Three characters and a single room; this is the concept behind Pinter’s famous play ‘The Caretaker’ and his lesser-known play ‘Old Times’.
Theatre snobs, when speaking of the latter, will often cluck their tongues and remark it isn’t Pinter’s “best work”. It is true ‘Old Times’ is perhaps less easily accessible than more popular works, because it lacks an explicit and coherent narrative. While it may not be clear where the play is set and who the characters are, it is what they say
that really matters.
As a writer of dialogue, Harold Pinter can be compared to Quentin Tarantino. Tarantino can make bank robbers having a conversation around a coffee table more exciting than the bank robbery itself. Pinter is the same. While you can certainly develope your own theories about what unfolds onstage, the sizzling one liners and impassioned monologues by the cast of Rachel Wegener
, Marc Clement and Charlotte Rose are more interesting. The 75-page script is churned through in 60 minutes; a cracking pace reminiscent of a hip-hop album. It isn’t until the crazy ride comes to a halt you can begin to ponder what on earth took place.

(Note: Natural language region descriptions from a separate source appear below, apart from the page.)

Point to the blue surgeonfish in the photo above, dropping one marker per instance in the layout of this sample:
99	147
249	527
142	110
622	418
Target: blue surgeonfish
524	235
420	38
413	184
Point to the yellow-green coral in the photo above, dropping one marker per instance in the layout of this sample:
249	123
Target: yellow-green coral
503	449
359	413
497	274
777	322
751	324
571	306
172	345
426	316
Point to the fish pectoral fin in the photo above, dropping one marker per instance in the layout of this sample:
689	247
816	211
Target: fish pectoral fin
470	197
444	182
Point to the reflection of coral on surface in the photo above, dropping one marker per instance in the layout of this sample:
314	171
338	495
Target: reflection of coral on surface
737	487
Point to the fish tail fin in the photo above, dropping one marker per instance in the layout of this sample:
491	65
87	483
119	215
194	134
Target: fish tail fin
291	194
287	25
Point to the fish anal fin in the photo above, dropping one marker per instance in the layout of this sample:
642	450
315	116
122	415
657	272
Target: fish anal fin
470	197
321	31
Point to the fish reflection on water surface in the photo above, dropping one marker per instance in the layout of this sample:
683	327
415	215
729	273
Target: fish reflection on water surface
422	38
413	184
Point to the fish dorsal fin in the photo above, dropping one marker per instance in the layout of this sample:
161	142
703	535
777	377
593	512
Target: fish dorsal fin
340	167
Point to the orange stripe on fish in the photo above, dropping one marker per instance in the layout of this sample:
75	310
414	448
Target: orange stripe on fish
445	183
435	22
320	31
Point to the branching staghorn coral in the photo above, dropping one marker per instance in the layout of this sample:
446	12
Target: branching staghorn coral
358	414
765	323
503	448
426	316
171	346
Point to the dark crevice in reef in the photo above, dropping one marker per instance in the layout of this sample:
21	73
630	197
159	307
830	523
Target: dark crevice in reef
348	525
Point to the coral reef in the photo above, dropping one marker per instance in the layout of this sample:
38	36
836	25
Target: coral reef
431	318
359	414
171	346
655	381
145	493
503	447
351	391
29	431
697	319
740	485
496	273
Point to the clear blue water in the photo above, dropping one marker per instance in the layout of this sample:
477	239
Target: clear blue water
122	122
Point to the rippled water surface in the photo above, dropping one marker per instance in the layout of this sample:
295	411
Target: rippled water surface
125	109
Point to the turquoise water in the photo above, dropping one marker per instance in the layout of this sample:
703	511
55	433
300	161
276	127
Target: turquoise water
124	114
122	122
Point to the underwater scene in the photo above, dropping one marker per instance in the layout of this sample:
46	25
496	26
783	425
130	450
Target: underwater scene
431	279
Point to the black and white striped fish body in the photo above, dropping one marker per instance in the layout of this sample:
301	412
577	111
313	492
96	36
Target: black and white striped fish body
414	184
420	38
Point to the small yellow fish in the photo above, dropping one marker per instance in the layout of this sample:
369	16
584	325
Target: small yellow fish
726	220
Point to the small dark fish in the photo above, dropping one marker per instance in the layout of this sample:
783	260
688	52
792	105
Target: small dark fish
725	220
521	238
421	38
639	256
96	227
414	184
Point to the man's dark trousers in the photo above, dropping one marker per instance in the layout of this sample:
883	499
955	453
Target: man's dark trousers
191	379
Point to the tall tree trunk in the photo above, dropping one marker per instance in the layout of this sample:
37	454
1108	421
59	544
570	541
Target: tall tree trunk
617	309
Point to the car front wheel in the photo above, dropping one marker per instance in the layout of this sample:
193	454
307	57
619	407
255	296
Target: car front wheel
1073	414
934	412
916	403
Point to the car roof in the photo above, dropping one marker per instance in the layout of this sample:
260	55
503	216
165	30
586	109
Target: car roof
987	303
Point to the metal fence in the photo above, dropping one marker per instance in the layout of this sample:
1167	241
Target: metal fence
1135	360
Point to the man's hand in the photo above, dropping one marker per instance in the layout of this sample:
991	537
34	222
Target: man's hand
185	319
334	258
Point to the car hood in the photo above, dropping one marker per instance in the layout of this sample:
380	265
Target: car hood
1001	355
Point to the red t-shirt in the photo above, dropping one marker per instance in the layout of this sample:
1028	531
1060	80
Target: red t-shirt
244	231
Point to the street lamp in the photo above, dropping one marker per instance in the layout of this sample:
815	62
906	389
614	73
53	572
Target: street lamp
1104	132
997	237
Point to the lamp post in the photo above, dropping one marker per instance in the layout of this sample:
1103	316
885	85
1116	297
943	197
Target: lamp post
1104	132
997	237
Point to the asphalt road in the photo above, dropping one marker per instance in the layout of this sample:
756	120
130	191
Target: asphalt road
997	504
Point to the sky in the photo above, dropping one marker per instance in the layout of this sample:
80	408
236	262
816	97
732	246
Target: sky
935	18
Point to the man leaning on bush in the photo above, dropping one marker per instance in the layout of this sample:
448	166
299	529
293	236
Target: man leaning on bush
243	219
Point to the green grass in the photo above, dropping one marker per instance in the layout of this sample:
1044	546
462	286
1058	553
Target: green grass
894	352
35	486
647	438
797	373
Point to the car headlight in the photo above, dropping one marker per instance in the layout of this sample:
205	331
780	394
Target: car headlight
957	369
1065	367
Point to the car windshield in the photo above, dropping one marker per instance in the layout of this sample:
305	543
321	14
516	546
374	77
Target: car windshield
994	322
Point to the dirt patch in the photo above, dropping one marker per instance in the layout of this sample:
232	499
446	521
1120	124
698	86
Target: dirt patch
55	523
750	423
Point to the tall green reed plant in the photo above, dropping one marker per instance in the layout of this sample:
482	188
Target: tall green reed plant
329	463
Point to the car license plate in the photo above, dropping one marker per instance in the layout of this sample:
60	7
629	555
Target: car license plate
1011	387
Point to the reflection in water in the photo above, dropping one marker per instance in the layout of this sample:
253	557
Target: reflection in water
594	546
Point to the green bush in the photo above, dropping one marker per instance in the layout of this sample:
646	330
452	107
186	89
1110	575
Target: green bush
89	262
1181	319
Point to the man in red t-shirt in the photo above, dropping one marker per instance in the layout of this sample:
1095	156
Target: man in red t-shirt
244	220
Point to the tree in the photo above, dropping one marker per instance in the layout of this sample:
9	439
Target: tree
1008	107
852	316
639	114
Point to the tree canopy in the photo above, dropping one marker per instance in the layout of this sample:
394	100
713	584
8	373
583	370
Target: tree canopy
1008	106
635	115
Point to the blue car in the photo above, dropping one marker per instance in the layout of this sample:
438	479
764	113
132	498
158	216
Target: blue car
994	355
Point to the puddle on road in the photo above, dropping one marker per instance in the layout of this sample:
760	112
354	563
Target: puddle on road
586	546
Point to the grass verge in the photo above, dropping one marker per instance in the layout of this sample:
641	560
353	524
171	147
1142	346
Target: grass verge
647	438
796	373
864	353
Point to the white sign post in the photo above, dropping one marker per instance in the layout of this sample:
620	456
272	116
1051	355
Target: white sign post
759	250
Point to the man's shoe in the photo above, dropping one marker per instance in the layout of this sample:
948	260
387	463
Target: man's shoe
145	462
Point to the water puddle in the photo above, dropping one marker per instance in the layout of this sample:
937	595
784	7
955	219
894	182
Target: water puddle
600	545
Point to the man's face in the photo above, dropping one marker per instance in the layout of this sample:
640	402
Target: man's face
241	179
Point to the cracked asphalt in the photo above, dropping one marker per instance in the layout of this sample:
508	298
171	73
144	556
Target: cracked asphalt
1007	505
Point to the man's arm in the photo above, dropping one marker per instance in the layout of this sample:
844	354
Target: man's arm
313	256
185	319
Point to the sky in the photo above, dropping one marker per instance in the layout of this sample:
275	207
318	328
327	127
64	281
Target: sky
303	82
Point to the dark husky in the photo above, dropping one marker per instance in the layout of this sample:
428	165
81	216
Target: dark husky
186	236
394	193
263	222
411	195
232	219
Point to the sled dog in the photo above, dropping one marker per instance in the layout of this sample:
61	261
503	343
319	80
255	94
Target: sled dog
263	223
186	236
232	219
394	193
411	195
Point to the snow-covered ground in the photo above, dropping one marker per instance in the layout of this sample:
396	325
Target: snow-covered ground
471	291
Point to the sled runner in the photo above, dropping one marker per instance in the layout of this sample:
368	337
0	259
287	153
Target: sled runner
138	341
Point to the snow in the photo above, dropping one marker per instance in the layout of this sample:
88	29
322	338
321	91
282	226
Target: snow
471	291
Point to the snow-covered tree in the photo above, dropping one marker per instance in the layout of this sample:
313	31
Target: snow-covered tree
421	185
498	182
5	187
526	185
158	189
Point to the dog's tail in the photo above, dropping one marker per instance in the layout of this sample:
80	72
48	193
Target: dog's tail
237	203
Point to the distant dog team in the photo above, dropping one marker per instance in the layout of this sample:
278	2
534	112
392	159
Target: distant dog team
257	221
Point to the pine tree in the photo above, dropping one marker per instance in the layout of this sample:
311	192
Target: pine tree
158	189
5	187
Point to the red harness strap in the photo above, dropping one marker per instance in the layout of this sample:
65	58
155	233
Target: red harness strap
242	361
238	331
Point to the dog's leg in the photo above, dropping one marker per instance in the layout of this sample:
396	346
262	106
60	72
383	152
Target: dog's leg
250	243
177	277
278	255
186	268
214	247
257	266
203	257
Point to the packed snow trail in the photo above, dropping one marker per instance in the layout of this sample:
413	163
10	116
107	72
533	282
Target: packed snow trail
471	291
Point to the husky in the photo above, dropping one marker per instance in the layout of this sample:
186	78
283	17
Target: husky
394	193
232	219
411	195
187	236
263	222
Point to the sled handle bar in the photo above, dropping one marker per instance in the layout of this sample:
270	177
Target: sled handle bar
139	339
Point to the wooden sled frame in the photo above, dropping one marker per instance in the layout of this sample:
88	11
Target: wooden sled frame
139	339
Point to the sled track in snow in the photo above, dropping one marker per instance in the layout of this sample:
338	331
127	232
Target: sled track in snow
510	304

Given the ambiguity inherent within the text of the play, accomplished Director Tony Knight faced many challenges in bringing the piece to life. Day 1 of Acting 101 will inevitably instruct students of the craft to ask 'who is my character and why are they there?' The trio comprised this particular cast really only knew one thing: their character was seeking power or control over the other two. But they didn’t know the who or why.
With such uncertainty at the heart of the action, how do you determine whether it has been delivered successfully?
The Mystique Productions and Tony Knight Acting production engaged for every moment on stage but more importantly triggered internal reflection for days afterwards; a success in any language.